Report date
November 2018
Learning Log

One of the things that has shifted the most for me is that I have let go of a work identity that was concentrated on “getting things done.” I now embrace an identity that is focused on being present and thinking about process more in my work. While I still take pride in getting things done, I realize how much the end-oriented focus contributed to my overwork and burnout. If your identity hinges on getting things done, then you always need to be doing something that has some clear deliverable! That leaves little time for reflection on how things went, what could have been done better, and whether it’s the best use of your energy and talents, as well as the effort and ingenuity of others.

My training in yoga and storytelling have been integral to coming to this awareness. Pace and pause are two important facets of both yoga and storytelling. Finding the “just right stimulus” —a phrase from one of my teachers—for the body in yoga is key to healing past injuries or releasing trauma. Going through a set of poses (asana) just to get to the end of it is likely to result in more injury. But if you pace yourself responsibly, and take pauses throughout a yoga sequence to pause to connect to the breath, you will be able to intuit what the just right stimulus is for your body in that moment.

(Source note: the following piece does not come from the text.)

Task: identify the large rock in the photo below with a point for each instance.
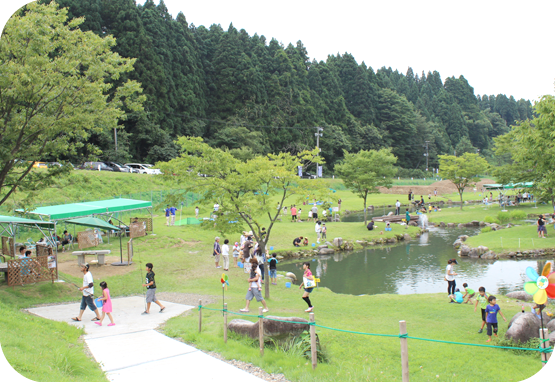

Similarly, learning to tell stories in Toronto this summer, and taking multiple creative writing classes, I have learned that the audience requires the just right stimulus, and often needs a pause, or a deceleration of the narrative, in order to reach understanding. Whether it is leaving a question hanging in the air to increase suspense before disclosing the true identity of the villain on the stage, or lingering on details of a scene so the reader can soak up the atmosphere of the memory you’re recounting, pauses and pacing are central to delivering meaningful content that people can connect to on a deeper level. I experienced this visceral connection to the audience when I performed my first folktale at Storytelling Toronto, hearing laughter and gasps when I paused for emphasis. I also witnessed the power when I took my writing teacher's advice to draw out a scene with more details, and literally made my classmates cry. I had found the just right stimulus to make meaningful connections, which is crucial to building a team, leading a discussion, or writing an appeal for funding.

Consciously choosing to make moments available for insight and deeper connection is now central to my understanding of leadership and self care. Before the Bush Fellowship, I’m pretty sure my beliefs about self care were tethered to a mechanical metaphor: maintenance. It was about being able to maintain my level of ability to work hard, to continue accomplishing what I (thought) I needed to accomplish that day or week or month or year. Now that I have reframed self care as part of leadership, and pausing & pacing as part of being skillful at both, I have discovered another facet of leadership I’d not thought about previously: gratitude.

Reflecting on what I’m grateful for is becoming part of my weekly practices. To be candid, in the past I looked askance at things like the happiness project or #joychallenge. I thought it was merely whimsical musings of bloggers who had plenty of leisure time to brag about their handmade crafts and magazine-spread perfect kitchen counters. I didn’t take the time to consider that the practice could be something more than the media displays of (mostly) material things. My yoga study and memoir writing, though, have opened a window onto gratitude as part of reflection rather than listing things. It revealed that my striving to get things done was still, at some level, yoked to impostor syndrome. In other words, I wasn’t yet secure in feeling I belonged, so I had nothing to be grateful for—somewhere in my psyche I believed I still hadn’t earned it. How can you be grateful if you don’t feel worthy? Pretty difficult.

One of the guiding principles of yoga philosophy is Asteya, which roughly translates to non-stealing. At the surface, it’s a no-trainer: of course we shouldn’t steal! It’s against the law in all cultures. Beyond thievery, though, Asteya requires you to think clearly about how you might also be stealing from yourself, and how you might be stealing non-material things from others. If you don’t practice gratitude, and drive yourself to keep accomplishing more in your profession, then you are stealing time and peace from yourself, and likely from the others you are leading in the constant march toward goals. If you always jump in to complete tasks yourself because you like people to count on you to get things done, then you may be stealing opportunities from someone else to step into a new role.

Practicing gratitude in concert with making time to pause, reflect, and set the right pace, to alchemize the just right stimulus, creates space to clarify goals, to see resources where you may have missed them, and to consider colleagues in a new light. As I move through the last few months of my fellowship, I am grateful to have the time, resources, and space to incorporate these insights into present and future cycles of my life and leadership opportunities.